Penelitian mengenai hal ini telah dilakukan oleh Grinblatt, et.al. (1984) dalam Ahmad Rifa’i dan Rudi Hanoko (2005) yang menemukan bahwa efek atas informasi pemecahan saham pada perusahaan yang tercatat tidak membayarkan dividen tunai lebih tinggi daripada perusahaan yang tercatat melakukan pembayaran dividen tunai sebelumnya, dengan return yang signifikan secara statistik sekitar 3.44%. Berdasarkan penelitian ini, Grinblatt, Masulis, dan Tiltman menginterpretasikan bahwa pengumuman pemecahan saham sebagai suatu sinyal yang baik mengenai cash flow perusahaan di masa depan.

Hanya perusahaan yang mempunyai kinerja yang bagus saja yang bisa melakukan stock split, karena untuk melakukan aktivitas tersebut, perusahaan harus menanggung biaya-biaya yang diakibatkan oleh aktivitas pemecahan saham. Menurut Mc Gough dalam Endah Lestari (2006) satu kerugian dilakukannya pemecahan saham bagi perusahaan adalah adanya biaya pemecahan yang termasuk didalamnya biaya transfer agen untuk proses sertifikat dan biaya lainnya, sedangkan bagi pemegang saham tidak ada kerugiannya. Biaya broker

setelah stock split menimbulkan bertambahnya biaya yang dikeluarkan perusahaan akibat stocksplit.

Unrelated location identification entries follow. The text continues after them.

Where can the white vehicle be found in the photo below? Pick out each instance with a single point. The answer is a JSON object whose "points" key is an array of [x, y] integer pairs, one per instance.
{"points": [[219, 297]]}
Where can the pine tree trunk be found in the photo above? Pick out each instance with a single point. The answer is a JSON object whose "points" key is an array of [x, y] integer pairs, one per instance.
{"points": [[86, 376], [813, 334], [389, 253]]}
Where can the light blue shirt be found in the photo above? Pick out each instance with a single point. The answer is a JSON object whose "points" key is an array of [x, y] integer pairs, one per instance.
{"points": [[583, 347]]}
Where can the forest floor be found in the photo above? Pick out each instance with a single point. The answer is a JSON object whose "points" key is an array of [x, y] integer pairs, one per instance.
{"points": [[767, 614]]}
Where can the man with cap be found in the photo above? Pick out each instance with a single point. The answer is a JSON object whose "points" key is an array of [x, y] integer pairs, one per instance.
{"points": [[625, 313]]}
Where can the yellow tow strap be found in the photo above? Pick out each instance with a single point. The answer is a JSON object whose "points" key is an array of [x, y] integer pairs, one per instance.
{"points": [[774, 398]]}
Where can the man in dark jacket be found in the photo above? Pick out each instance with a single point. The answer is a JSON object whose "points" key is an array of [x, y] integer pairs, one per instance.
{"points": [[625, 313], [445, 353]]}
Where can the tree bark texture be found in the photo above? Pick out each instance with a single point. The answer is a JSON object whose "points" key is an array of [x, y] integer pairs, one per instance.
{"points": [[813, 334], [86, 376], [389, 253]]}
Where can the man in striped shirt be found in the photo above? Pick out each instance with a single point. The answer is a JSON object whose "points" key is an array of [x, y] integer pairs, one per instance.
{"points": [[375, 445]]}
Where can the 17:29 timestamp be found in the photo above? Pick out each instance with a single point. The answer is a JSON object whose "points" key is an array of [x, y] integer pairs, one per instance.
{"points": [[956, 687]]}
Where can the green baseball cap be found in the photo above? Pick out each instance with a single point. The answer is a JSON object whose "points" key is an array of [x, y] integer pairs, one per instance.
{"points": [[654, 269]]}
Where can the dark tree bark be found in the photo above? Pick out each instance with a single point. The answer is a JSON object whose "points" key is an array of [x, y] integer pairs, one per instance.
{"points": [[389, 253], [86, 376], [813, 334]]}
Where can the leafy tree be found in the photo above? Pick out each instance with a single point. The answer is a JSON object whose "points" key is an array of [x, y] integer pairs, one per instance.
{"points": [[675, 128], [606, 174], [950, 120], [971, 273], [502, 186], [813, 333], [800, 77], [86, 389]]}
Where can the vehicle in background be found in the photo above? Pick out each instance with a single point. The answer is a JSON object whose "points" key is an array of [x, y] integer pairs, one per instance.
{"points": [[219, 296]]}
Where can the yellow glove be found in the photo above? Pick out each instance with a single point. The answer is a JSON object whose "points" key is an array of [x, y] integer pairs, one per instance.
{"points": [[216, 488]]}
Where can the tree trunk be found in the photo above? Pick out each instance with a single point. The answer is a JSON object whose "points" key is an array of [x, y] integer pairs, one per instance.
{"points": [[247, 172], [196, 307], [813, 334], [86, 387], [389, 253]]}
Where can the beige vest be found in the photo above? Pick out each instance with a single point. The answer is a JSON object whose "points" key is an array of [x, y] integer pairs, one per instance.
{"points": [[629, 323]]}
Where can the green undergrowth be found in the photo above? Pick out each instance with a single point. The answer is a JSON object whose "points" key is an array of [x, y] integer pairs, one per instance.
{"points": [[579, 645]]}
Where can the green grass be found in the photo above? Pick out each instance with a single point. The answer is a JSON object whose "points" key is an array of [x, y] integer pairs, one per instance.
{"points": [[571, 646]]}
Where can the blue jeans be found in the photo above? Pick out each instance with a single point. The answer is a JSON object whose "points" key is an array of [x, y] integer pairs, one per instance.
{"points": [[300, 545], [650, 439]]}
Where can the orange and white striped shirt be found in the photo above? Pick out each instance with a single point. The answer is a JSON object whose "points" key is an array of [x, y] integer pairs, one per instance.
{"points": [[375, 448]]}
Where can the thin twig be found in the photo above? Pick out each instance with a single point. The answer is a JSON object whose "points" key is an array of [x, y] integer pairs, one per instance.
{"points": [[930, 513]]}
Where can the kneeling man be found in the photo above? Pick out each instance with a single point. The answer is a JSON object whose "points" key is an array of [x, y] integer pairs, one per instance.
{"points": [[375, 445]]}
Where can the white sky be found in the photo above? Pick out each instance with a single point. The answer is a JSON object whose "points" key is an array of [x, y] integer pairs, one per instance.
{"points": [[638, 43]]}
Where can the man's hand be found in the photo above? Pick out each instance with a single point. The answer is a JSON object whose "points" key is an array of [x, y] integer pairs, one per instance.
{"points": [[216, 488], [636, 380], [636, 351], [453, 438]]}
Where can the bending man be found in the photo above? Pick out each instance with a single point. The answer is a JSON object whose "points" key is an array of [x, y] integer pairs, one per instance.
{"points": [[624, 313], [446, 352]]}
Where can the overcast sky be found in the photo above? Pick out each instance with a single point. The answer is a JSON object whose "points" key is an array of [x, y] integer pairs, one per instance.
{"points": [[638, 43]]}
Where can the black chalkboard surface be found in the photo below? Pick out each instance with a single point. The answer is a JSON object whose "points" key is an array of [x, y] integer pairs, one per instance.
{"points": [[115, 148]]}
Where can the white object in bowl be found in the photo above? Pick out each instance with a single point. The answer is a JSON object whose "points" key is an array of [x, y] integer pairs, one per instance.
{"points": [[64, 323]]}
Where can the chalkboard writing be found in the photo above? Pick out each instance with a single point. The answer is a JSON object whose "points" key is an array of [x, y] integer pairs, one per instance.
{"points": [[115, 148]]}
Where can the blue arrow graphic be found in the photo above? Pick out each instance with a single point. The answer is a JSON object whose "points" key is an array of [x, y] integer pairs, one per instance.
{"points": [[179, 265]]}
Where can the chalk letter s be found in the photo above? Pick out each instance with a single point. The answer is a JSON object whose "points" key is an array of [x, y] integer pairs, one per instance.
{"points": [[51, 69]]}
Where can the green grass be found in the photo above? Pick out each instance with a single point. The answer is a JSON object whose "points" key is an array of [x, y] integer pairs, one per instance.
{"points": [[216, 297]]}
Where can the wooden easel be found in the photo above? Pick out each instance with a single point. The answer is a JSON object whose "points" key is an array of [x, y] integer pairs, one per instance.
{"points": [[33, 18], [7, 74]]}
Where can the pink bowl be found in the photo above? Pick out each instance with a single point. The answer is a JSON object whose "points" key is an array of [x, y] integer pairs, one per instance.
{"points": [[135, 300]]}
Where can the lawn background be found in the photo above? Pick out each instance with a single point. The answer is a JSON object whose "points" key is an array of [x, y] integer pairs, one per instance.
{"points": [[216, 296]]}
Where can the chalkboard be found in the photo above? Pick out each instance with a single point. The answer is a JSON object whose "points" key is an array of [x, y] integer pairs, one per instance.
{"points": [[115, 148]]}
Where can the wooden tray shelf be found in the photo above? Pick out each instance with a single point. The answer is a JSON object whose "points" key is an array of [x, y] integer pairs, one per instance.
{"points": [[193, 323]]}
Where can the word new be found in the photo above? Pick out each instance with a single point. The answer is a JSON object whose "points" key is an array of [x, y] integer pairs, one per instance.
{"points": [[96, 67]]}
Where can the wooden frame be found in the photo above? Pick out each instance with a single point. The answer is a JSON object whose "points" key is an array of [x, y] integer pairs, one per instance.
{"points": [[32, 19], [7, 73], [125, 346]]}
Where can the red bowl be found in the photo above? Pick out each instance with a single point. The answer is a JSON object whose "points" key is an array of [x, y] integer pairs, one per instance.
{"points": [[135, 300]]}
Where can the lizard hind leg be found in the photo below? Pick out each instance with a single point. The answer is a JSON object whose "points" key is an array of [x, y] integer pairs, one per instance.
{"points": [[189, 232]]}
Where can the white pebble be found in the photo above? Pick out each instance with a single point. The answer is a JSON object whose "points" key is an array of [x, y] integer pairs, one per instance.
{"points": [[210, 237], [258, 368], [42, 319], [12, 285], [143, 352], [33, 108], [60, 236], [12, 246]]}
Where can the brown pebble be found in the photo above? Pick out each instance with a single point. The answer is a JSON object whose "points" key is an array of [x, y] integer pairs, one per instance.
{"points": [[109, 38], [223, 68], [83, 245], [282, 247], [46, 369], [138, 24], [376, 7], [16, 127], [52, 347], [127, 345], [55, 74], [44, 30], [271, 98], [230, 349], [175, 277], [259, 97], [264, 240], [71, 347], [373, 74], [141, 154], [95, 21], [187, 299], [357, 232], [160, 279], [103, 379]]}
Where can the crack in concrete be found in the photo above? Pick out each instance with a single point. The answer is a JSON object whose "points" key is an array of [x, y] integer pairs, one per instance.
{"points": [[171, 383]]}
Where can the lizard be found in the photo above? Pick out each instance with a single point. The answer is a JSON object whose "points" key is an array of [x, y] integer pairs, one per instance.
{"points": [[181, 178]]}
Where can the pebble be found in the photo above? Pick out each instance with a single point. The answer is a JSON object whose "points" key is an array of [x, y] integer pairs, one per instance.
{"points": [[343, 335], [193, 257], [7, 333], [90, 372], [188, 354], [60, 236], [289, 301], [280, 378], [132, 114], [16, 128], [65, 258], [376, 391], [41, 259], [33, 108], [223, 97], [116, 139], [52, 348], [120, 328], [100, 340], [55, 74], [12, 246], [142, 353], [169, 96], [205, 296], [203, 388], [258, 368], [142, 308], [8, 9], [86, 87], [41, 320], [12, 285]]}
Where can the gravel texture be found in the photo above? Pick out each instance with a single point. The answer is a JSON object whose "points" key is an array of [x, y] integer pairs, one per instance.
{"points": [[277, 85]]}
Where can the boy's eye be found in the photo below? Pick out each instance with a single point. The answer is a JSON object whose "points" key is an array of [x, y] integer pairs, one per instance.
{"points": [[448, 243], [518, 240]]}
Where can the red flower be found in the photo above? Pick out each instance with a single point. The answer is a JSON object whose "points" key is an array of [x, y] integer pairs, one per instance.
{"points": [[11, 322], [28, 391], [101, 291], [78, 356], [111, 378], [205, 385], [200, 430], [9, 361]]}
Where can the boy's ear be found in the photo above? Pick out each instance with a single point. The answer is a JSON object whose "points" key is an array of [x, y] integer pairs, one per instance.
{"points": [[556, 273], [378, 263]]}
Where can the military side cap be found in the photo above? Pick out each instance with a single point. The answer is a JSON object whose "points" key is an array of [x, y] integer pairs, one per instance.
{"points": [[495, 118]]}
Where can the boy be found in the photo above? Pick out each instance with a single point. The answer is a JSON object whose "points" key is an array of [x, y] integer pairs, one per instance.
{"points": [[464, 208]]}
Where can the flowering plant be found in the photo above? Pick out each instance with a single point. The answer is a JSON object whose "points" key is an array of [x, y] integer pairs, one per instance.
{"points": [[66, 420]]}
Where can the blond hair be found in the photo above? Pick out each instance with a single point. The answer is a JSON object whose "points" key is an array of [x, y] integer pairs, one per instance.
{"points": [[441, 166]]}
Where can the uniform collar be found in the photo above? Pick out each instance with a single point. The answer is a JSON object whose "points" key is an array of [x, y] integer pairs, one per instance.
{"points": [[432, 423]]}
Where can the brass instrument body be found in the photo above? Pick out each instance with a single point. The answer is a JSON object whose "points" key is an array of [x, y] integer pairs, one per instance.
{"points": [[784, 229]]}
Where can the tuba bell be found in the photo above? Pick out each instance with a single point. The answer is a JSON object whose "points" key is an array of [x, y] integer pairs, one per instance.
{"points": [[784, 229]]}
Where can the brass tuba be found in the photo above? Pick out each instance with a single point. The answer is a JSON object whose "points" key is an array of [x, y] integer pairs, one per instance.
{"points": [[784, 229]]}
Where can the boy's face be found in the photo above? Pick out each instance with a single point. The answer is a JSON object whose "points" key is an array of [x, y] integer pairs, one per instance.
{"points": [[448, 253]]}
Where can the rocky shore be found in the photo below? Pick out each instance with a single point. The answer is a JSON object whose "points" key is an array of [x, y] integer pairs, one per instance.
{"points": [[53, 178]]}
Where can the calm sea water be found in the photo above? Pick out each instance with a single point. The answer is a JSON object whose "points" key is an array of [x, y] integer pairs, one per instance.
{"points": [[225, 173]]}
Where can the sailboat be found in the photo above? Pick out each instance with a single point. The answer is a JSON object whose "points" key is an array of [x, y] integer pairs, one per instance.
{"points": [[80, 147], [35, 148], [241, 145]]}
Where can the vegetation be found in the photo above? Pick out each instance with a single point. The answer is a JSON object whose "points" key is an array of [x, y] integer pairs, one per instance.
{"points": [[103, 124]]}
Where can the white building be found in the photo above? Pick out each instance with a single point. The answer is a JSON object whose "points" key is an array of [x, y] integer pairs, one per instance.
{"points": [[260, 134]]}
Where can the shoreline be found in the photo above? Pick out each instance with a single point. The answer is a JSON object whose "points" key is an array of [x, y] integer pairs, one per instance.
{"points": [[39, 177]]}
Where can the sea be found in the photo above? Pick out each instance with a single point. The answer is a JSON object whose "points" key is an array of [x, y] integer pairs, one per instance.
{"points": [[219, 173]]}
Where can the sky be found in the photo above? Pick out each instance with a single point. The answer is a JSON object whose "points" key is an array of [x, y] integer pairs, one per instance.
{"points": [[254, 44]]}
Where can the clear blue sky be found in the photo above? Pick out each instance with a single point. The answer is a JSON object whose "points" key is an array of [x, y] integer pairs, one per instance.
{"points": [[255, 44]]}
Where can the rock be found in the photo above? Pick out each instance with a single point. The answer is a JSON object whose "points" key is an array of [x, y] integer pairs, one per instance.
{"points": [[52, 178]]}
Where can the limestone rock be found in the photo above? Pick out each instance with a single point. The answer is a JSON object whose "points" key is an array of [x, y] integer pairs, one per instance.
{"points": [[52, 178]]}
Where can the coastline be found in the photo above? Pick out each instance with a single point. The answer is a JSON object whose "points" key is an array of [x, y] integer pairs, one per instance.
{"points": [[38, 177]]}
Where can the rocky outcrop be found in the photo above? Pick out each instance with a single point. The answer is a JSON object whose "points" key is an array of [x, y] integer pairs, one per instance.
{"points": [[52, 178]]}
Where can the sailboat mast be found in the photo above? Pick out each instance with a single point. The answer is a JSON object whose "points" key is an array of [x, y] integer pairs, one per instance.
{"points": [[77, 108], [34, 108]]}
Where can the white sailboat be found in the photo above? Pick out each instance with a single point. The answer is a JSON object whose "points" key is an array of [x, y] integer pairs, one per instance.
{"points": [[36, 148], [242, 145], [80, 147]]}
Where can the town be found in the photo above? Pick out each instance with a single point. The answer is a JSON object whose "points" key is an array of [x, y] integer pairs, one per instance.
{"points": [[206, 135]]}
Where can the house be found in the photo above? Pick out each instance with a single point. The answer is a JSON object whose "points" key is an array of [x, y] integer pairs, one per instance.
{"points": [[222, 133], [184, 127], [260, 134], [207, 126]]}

Penjelasan bahwa stock split dapat memberikan sinyal informatif mengenai prospek perusahaan yang menguntungkan, menurut Brennan dan Copeland (1988) dalam Wang Sutrisno (2000), adalah bahwa aktivitas split memberikan sinyal yang mahal terhadap informasi manager karena biaya perdagangan tergantung pada besarnya harga saham dimana kedua variable tersebut memiliki hubungan yang negative. Apabila aktivitas split dapat meningkatkan biaya likuiditas kepada investor, maka split menunjukkan sinyal yang valid.

Hal ini didukung oleh Brennan dan Hughes (1986) dalam Wang Sutrisno (2000). Menurut mereka semakin tinggi tingkat komisi saham dengan semakin rendahnya harga saham menimbulkan bertambahnya biaya yang harus dikeluarkan perusahaan akibat split. Tingkat komisi saham yang semakin tinggi merupakan daya tarik bagi broker untuk melakukan analisis setepat mungkin agar harga saham berada pada tingkat perdagangan yang optimal serta mampu memberikan informasi yang menguntungkan bagi perusahaan dan investor.